Legislation was passed to amend the definition of “improvements” in the Valuation of Land Act 1960 (Vic). The amendments came into effect some months after the date of the agreement. The last general valuation of the land before the agreement was in June 1993, and no subsequent general valuation occurred until January 2000. Supplementary valuations were made in the intervening period. The general valuation made in 2000 was significantly less than the supplementary valuations. The appellant attributed the reduction to the proper exclusion of the works specified in cl 11.4. It considered that those works had not been excluded from the value of the land used by the Commissioner of State Revenue to calculate the amount of land tax payable between 1997 and 2001.

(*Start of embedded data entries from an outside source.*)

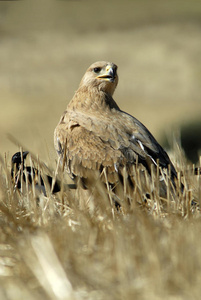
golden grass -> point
(76, 245)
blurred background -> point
(46, 46)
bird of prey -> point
(94, 134)
(26, 173)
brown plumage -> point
(95, 134)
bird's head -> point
(101, 75)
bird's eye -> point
(97, 70)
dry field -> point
(75, 245)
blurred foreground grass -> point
(76, 245)
(62, 249)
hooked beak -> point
(109, 74)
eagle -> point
(94, 136)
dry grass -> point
(76, 245)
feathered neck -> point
(91, 99)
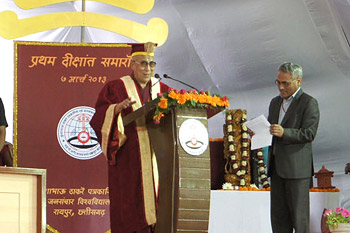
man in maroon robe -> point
(132, 170)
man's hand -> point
(124, 104)
(276, 130)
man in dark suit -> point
(294, 118)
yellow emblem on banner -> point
(156, 29)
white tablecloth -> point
(249, 211)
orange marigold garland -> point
(189, 99)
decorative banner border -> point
(56, 87)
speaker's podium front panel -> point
(22, 200)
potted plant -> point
(338, 220)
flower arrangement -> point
(334, 217)
(188, 99)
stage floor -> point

The appellant brought proceedings in the Supreme Court of Victoria seeking to enforce the agreement. The State successfully argued at trial and on appeal to the Court of Appeal that cl 11.4 constituted an executive act that purported to bind the Parliament and was thus beyond the State’s power and void. On appeal to the High Court, the appellant placed its case on paragraph (b) of cl 11.4, which the High Court held was not a dispensation by the executive from the land tax legislation, as there was a statutory backing to its inclusion in the agreement. The appellant’s principal argument was that the State had not ensured that the value of the land used to calculate the amount of land tax payable excluded the relevant works specified in paragraph (a) of cl 11.4 and was obliged by paragraph (b) to bear the extra land tax that the appellant claimed it had been assessed to pay.
The High Court accepted the appellant’s argument, holding that the State’s obligation under cl 11.4 was not fulfilled by the mere passage of the amending legislation. The Court considered that, to meet the State’s obligation, the amendments had to have enabled the exclusion of the specified works from the valuation used to calculate the land tax payable between 1997 and 2001. The Court held that no supplementary valuation could take into account the amendments to the Valuation of Land Act effected in 1996. It also held that the objection procedures available to the appellant to challenge a land tax assessment could not have resulted in an adjustment to the valuation to take into account those amendments. The State was therefore in breach of its obligation under cl 11.4.
The Court allowed the appeal and remitted the matter to the Supreme Court of Victoria to determine the amount the appellant is entitled to recover from the State.